If consider the story for a moment, the approach of the lumberjacks simply appears to be stupid. Sharpening the axes would only take a fraction of the time that has to be spent additionally, in order to continue to chop with the blunt axe.
The solution to sharpen the axes is nevertheless comprehensible for everybody, even if it is an interruption of work for sharpening and/or preparing the axes in the morning.
- Sharpen internally
Actually the lumberjacks should not grind by themselves. The attentive boss should know the difference between a sharp and a blunt axe. Supplying a specialist for sharpening would quickly become economical for him.
- Sharpen externally
Since nowadays many people consider only working personnel as productive, they develop a resistance against internal specialists, who, from their point of view, are only participating indirectly in the success. This style of leader optimizes the grinding, by letting doing it by external people only from time to time, as late as possible.
- Buying a new axe
Than there are the decision makers, who are already saving money in the beginning. They buy cheap equipment, and as soon as it is no longer usable, they buy a new one.
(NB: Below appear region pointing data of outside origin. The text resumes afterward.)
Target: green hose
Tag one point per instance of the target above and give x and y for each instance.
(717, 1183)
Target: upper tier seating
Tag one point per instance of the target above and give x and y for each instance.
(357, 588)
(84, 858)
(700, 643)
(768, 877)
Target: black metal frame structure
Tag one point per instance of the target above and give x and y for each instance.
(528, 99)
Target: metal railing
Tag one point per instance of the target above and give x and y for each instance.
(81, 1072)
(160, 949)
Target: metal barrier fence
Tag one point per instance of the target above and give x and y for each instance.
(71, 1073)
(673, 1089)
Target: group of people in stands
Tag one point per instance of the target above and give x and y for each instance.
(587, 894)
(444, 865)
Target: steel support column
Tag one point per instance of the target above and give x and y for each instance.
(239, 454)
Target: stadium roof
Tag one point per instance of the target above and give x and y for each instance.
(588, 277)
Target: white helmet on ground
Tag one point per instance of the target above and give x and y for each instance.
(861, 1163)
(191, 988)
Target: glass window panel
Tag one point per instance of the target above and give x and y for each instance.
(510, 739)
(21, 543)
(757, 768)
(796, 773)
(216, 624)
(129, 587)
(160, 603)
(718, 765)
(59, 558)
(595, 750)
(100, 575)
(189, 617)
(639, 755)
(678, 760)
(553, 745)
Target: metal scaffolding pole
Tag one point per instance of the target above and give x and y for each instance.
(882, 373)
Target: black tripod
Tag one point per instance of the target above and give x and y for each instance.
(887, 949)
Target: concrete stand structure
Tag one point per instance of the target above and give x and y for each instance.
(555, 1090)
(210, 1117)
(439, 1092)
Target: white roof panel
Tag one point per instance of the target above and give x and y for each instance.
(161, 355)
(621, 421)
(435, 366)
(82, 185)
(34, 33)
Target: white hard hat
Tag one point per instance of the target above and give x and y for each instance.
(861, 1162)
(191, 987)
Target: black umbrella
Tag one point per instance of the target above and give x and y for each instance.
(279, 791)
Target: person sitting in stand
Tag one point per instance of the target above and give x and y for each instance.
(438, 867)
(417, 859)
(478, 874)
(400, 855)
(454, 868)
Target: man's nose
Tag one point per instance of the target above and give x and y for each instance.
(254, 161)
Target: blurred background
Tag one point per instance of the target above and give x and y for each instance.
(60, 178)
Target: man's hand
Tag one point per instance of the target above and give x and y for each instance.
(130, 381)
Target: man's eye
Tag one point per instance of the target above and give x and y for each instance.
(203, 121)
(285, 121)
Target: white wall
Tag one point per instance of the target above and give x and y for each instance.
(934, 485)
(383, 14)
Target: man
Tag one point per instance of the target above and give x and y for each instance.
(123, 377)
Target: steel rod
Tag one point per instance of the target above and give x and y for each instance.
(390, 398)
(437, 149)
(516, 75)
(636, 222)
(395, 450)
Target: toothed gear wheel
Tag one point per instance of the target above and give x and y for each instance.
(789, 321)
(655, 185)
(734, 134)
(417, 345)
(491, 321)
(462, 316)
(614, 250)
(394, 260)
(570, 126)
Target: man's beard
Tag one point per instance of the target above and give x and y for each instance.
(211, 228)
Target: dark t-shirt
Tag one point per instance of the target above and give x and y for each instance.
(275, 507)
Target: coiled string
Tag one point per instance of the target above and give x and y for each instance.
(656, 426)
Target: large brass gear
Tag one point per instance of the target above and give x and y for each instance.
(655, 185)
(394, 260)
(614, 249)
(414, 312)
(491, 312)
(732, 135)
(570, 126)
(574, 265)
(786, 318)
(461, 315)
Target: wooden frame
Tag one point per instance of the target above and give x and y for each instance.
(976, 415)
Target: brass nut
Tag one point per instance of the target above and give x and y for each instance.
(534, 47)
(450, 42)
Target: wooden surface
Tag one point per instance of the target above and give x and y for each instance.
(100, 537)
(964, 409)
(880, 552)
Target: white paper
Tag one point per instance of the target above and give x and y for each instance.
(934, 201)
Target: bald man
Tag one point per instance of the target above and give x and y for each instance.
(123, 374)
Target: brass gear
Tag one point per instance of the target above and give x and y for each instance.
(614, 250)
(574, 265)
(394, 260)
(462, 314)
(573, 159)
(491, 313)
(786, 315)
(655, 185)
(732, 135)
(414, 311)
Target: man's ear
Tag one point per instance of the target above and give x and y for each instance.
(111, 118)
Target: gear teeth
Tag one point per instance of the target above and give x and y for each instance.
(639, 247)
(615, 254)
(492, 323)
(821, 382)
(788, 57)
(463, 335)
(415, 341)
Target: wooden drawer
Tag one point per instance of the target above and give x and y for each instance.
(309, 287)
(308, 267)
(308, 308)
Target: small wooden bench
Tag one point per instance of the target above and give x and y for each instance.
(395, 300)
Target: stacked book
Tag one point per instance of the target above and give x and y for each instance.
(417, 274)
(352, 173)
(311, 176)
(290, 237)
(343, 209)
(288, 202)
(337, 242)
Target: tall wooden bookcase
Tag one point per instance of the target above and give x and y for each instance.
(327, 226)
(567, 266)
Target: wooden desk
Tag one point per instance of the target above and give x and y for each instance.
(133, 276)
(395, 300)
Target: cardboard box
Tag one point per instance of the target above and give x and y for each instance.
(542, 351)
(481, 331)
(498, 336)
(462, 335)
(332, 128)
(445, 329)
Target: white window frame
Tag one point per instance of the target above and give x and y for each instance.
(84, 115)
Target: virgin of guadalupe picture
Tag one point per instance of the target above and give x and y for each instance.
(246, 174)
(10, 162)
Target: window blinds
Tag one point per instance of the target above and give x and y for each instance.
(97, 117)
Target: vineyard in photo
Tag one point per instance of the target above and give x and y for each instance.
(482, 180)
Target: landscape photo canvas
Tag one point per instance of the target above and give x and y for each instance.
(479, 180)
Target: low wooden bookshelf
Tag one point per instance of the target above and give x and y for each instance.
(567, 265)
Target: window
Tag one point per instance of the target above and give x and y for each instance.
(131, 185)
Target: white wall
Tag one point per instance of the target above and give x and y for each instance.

In the end this approach reduces the performance from the beginning and endangers additionally security through inferior tools. Or does someone believe that a cheap axe remains sharp longer than one day?
- Chain saws
Technology-savvy people probably shake their heads. Who is still felling trees with an axe today? Chain saws in all sizes and modern vehicles that saw trees and lop of the branches in one step, offer productive alternatives – until they become as well blunt.
And anyway. Who chops at all? We more likely concentrate today on the core process and leave the work to others. Increase of production is made by purchasing, who pressure on prices. In the end unqualified people with blunt axes in front of trees and drum against them until a tree is so kind to fall down.
Bottom line: As long as the paper, furniture, building, and transport industry need trees as raw material, woods are felled. And as long as the increase of productivity does not happen at the expense of the weakest in the value chain, nothing else remains as GNC – grinding not chatting.